Refer to the following sections to learn what to include in your configuration.

Options for Input files

  • Multiplex Example:
    • Yeo lab internal pair-end protocol: config/preprocess_config/oligope_iter5.yaml
    • ABC single-end protocol: config/preprocess_config/ABC_2rep.yaml
  • Singleplex Example:
    • ABC single-end protocol: config/preprocess_config/oligose_single_rbfox2_hek.yaml
    • Yeo lab internal paired-end protocol: config/preprocess_config/oligope_v5_nanos2.yaml
    • Process 1 type of singleplex per 1 manifest.

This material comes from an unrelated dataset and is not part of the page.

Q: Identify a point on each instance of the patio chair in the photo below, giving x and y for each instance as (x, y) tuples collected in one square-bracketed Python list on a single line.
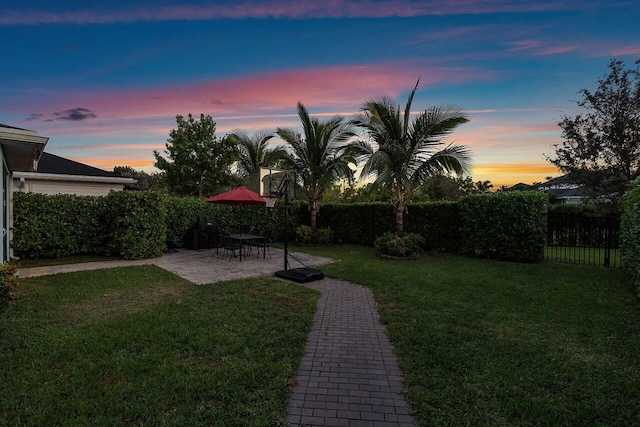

MANIFEST: a CSV file specifying FASTQ file locations and replicate information

All FASTQ files in the same manifest should have the same combinations of barcodes. For example, if you performed two singleplex experiments—one with barcode 1 and the other with barcode 2—they should be specified in two separate config files.

  • Example files:
    • Multiplex Example:
      • Yeo lab paired-end: config/fastq_csv/katie_pe_iteration5.csv
      • ABC: config/fastq_csv/ABC_2rep.csv
    • Singleplex Example:
      • Yeo labe paired-end: config/fastq_csv/V5_NANOS2.csv
      • ABC: /config/fastq_csv/ABC_SLBP_singleplex.csv
  • columns:
    • fastq1&fastq2: *.fastq.gz file for read1 and read 2
    • libname: unique names for each library. Should not contain space, special characters such as #,%,*
    • experiment: unique names for experiment. Rows with the same experiment will be treated as replicates. Should not contain space, special characters such as #,%,*

barcode_csv: specifies the barcode sequencing information for each Antibody/RBP.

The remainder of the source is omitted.